Efficient Long-Range Attention Network for Image Super-resolution
This work addresses efficiency bottlenecks in image super-resolution for applications requiring high-quality upscaling, though it is incremental as it builds on existing transformer-based methods.
The authors tackled the high computational cost of self-attention in transformer-based image super-resolution models by proposing an efficient long-range attention network (ELAN), which achieved better results with significantly reduced complexity compared to existing transformer-based SR models.
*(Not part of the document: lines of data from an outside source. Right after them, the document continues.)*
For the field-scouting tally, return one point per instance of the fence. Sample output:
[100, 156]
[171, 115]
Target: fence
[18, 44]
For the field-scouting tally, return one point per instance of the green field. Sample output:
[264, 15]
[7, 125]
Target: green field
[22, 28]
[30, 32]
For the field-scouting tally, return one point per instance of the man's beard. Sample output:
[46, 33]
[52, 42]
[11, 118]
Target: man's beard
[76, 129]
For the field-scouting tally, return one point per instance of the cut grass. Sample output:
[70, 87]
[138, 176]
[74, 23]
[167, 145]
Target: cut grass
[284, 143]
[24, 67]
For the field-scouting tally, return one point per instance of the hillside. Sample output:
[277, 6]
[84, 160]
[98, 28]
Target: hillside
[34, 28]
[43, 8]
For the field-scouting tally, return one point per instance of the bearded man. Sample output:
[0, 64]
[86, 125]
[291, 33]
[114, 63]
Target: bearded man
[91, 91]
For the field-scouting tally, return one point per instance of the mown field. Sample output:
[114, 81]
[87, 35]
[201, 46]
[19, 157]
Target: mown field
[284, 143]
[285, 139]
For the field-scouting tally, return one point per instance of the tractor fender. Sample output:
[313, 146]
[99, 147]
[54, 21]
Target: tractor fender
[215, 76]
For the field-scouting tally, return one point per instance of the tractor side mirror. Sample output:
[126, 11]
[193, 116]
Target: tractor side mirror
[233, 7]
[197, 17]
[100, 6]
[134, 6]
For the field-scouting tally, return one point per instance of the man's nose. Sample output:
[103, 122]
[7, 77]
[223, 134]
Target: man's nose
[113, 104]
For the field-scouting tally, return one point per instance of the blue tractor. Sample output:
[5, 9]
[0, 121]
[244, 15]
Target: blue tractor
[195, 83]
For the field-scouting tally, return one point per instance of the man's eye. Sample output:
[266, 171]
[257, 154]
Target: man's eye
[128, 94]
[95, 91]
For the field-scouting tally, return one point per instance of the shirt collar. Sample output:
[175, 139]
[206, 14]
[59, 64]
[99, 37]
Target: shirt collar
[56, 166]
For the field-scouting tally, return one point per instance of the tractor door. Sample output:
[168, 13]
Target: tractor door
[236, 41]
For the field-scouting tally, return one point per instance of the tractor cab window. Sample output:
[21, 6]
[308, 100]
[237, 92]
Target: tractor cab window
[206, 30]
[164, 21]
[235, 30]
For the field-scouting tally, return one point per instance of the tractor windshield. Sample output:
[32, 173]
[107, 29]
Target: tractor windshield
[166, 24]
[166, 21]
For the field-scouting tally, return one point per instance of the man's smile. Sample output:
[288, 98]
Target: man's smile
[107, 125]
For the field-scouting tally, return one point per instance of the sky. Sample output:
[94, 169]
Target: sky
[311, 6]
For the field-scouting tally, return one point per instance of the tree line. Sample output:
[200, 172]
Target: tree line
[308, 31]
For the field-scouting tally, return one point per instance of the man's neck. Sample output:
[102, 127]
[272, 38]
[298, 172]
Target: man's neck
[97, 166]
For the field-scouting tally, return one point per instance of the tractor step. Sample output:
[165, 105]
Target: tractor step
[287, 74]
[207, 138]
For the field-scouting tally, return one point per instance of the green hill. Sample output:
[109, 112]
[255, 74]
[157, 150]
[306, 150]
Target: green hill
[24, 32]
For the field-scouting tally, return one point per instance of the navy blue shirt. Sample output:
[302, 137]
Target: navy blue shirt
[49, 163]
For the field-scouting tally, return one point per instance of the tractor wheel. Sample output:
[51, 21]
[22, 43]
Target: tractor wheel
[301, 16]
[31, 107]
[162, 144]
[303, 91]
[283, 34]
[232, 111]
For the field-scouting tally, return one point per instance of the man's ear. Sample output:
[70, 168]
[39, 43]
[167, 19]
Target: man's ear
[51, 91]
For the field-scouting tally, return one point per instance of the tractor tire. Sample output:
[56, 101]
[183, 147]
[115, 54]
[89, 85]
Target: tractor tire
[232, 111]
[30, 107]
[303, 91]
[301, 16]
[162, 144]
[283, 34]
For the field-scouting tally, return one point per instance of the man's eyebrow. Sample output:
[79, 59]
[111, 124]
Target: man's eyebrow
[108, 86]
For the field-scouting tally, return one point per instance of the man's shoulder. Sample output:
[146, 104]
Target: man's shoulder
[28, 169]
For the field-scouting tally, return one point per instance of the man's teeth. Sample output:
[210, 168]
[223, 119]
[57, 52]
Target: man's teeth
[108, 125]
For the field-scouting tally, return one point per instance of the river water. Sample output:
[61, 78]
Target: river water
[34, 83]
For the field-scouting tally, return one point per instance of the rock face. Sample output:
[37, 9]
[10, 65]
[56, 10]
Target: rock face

Recently, transformer-based methods have demonstrated impressive results in various vision tasks, including image super-resolution (SR), by exploiting the self-attention (SA) for feature extraction. However, the computation of SA in most existing transformer based models is very expensive, while some employed operations may be redundant for the SR task. This limits the range of SA computation and consequently the SR performance. In this work, we propose an efficient long-range attention network (ELAN) for image SR. Specifically, we first employ shift convolution (shift-conv) to effectively extract the image local structural information while maintaining the same level of complexity as 1x1 convolution, then propose a group-wise multi-scale self-attention (GMSA) module, which calculates SA on non-overlapped groups of features using different window sizes to exploit the long-range image dependency. A highly efficient long-range attention block (ELAB) is then built by simply cascading two shift-conv with a GMSA module, which is further accelerated by using a shared attention mechanism. Without bells and whistles, our ELAN follows a fairly simple design by sequentially cascading the ELABs. Extensive experiments demonstrate that ELAN obtains even better results against the transformer-based SR models but with significantly less complexity. The source code can be found at https://github.com/xindongzhang/ELAN.